The BID has 30 security cameras linked with the Police Department and Department of Public Works, which can spot someone illegally dumping trash or relay the news that a traffic light is out and creating a backup at an intersection, Courtemanche said. It also stages events, including the Stearns Square Concert Series, which brings 5,000 to 8,000 people downtown every week in the summer.
“It started with 10 concerts and has grown to 12, and the spinoff is huge for the parking facilities, businesses, and restaurants in the district,” Courtemanche added. In addition, the organization supports a multitude of events, ranging from those held at the Springfield Museums on the Quadrangle to the World’s Largest Pancake Breakfast, the annual Spirit of Springfield’s Big Balloon Parade, productions at CityStage, and basketball games at the MassMutual Center.
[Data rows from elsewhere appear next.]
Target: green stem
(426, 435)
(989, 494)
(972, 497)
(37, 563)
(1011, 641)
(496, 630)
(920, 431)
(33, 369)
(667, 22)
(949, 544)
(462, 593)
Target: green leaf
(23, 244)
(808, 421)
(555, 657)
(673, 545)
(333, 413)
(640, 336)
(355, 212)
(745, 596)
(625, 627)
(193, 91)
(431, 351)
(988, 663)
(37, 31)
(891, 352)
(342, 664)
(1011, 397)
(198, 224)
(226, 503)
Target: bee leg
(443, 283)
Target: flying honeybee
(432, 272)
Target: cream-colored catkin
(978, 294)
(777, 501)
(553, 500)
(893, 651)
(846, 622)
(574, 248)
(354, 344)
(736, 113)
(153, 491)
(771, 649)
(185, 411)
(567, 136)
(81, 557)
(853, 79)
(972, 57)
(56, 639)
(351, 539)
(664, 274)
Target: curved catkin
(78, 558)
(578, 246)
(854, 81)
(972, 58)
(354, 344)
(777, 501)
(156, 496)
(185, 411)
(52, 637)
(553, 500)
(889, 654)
Recently, the BID launched a number of new promotions designed to bring people downtown.
These include giving away tickets to Falcons and Armor games via a weekly drawing for people who register on the BID Facebook page.
“While that might not seem like a huge move, these people park, go out to eat, may visit a bar after the game, have a great time, and become comfortable downtown,” said Courtemanche.
The BID also employs social media to keep people abreast of ongoing news, such as whether restaurants were open after a gas explosion in November that destroyed a downtown bar and sent glass and bricks flying down Worthington Street.
It also recently finished a promotion that began in December in which people who took photos of themselves in front of restaurants such as Nadim’s and Subway on Main Street, where sidewalk construction is underway, were entered into a drawing for restaurant gift certificates.
“It was hugely popular,” Courtemanche said. “And right now, we are gearing up for spring, which is arguably our busiest or second-busiest season.”
In addition to power-washing the sidewalks, BID employees also fill about 300 planters and 300 hanging baskets scattered throughout the zone with flowers. “We also want to generate a buzz about real -state property here,” he said.
The agency’s plan is to hold open houses in approximately a dozen empty storefronts over the next few months. The first will be in a 3,000-square-foot space beneath the Chestnut Park apartment complex that has sat empty for years. “We will have food and entertainment, and hopefully it will result in a new tenant,” Courtemanche told BusinessWest.
Although real-estate brokers are welcome, the hope is that people who live and/or work downtown will attend the events and convey information about these sites to people they know who may want to open or expand a business. “The downtown consumers have a built-in bias as to what type of retailer they would like to see,” he said.
However, BID officials admit that a lot needs to be done before the area becomes a thriving neighborhood. But they are steadily working toward that goal.
“We still have a lot of vacant space, but we are on the road to the day when we become an urban theme park, which is what successful cities do to attract entrepreneurs,” Plotkin said.
Courtemanche agrees, and says small things add up. “A rising tide floats all ships, and casino or not, the fact that the BID continues to make huge leaps during one of the worst economic climates in decades is telling,” he said. “Businesses are continuing to open, and the area continues to grow.”
Courtemanche said the BID is doing well. “There is certainly room for improvement, but we are holding our own and seeing growth in terms of more employees and more foot traffic. The biggest elephant in the room is where the casino will go, but once it lands, there is a lot of pent-up development that will take place,” he said. “The BID really is a special place.”
Plotkin agrees. “Every downtown has problems from time to time,” he said, “but if we can populate our area with an eclectic mix of diverse people and promote the restaurants and businesses, we will be able to bring about a renaissance here.”